Janghyun1230 / Speaker_Verification

Tensorflow implementation of "Generalized End-to-End Loss for Speaker Verification"
MIT License
349 stars 104 forks source link

Lack of shuffle the batch when training #29

Closed JisongXie closed 3 years ago

JisongXie commented 3 years ago

It seems that there is a lack of shuffle the batch when training. Thus the loss will decrease very fast, and it learns nothing. It only learns the fixed similarity matrix output. After training, the model cannot work.
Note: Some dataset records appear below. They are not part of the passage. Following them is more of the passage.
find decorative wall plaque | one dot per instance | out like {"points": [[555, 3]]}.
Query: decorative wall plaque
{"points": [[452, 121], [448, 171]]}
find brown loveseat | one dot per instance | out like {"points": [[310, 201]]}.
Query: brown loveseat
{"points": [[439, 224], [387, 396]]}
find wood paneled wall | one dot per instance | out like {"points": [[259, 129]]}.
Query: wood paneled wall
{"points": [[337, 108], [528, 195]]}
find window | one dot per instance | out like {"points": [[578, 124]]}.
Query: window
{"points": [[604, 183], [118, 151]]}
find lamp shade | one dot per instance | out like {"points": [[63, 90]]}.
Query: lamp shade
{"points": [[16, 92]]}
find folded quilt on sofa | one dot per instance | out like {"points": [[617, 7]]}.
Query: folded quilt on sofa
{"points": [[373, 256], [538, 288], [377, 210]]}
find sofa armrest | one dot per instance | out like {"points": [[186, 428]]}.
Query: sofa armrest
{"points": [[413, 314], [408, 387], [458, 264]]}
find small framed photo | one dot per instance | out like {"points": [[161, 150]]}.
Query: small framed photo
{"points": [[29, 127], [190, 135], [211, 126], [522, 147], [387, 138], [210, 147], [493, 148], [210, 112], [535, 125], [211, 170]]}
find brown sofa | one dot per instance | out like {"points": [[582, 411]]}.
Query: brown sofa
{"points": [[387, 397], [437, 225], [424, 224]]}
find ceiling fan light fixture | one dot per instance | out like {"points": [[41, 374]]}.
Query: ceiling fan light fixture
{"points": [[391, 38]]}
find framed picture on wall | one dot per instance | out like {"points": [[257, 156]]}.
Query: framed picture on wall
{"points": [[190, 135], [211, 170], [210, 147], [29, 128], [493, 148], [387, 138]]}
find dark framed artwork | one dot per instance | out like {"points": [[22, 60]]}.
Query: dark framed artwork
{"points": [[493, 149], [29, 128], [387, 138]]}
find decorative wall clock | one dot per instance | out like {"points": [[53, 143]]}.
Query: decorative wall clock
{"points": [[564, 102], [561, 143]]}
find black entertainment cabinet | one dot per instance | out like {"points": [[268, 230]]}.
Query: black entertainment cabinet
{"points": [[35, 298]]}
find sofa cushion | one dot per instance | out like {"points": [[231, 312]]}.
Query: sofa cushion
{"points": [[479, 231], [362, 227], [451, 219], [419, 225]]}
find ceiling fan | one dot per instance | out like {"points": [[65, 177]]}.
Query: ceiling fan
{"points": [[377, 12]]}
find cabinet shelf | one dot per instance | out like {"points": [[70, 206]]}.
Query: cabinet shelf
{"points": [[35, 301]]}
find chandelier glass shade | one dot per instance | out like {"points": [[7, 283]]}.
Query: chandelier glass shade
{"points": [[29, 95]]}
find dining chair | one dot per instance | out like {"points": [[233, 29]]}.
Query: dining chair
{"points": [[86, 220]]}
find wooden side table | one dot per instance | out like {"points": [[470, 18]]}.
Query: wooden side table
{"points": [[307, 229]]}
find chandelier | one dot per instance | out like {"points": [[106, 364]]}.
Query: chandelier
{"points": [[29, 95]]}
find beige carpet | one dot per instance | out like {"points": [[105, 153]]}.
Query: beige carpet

Each batch of data should be permuted and then unpermuted. There is a example of pytorch version. Pytorch_Speaker_Verification:

        mel_db_batch = torch.reshape(mel_db_batch, (hp.train.N*hp.train.M, mel_db_batch.size(2), mel_db_batch.size(3)))
        perm = random.sample(range(0, hp.train.N*hp.train.M), hp.train.N*hp.train.M)
        unperm = list(perm)
        for i,j in enumerate(perm):
            unperm[j] = i
        mel_db_batch = mel_db_batch[perm]
        #gradient accumulates
        optimizer.zero_grad()
        embeddings = embedder_net(mel_db_batch)
        embeddings = embeddings[unperm]
        embeddings = torch.reshape(embeddings, (hp.train.N, hp.train.M, embeddings.size(1)))